An inquiry for comment was not immediately answered by Schlapp. Beauprez’s departure occurs while the organization is in a precarious position as Schlapp fights the legal action and CPAC’s influence wanes in the post-Trump environment.
Longtime Republican aide Carlton Huffman said in January that Schlapp frequently touched him while they were down in Georgia last autumn doing campaigning for Herschel Walker’s senate race.
Schlapp, a former senior Bush administration official who became a significant lobbyist and conservative power broker in Trump’s Washington, disputes the accusations.
Days after the complaint was filed, Beauprez, a former Republican congressman, claimed that Schlapp received a $50,000 advance from ACU’s executive committee in order to get legal counsel right away.
Ben Chew, a well-known attorney who recently represented Johnny Depp in his case against Amber Heard, was retained by Schlapp.
After some debate about who should foot the bill for future expenses, Schlapp told Beauprez that he had received an additional $270,000 from donations to ACU and its affiliated foundation, ACUF.
Beauprez said that this came as a complete surprise to him. When he said that ACU’s attorney informed him at CPAC in February that the funds “were already either dispersed or invoiced,” his amazement increased.
“I have to admit that I feel like I’m in the dark.
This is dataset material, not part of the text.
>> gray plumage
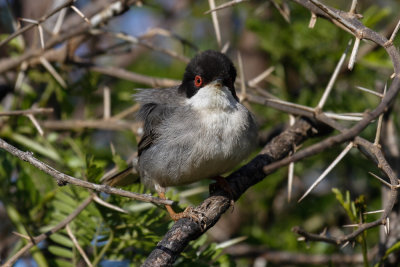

I have received no further information about what additional costs have accrued since then … I assume any monies paid are either coming from Matt personally or from ACU/F. But, again, I don’t know, and it is most unsettling.” Beauprez said.
Beauprez said that ACU was breaking several of its bylaws and might be in significant legal trouble. He said that without a vote or the consent of the whole board, board members were getting paid by the organization.
He charged Schlapp with violating the board’s own regulations by having complete control over when meetings might take place.
He thinks the entire ACU is corrupt.
“A cancer has been metastasizing within the organization for years. It must be diagnosed, treated, and cured, or it will destroy ACU/F. You simply cannot survive like this.” He concluded.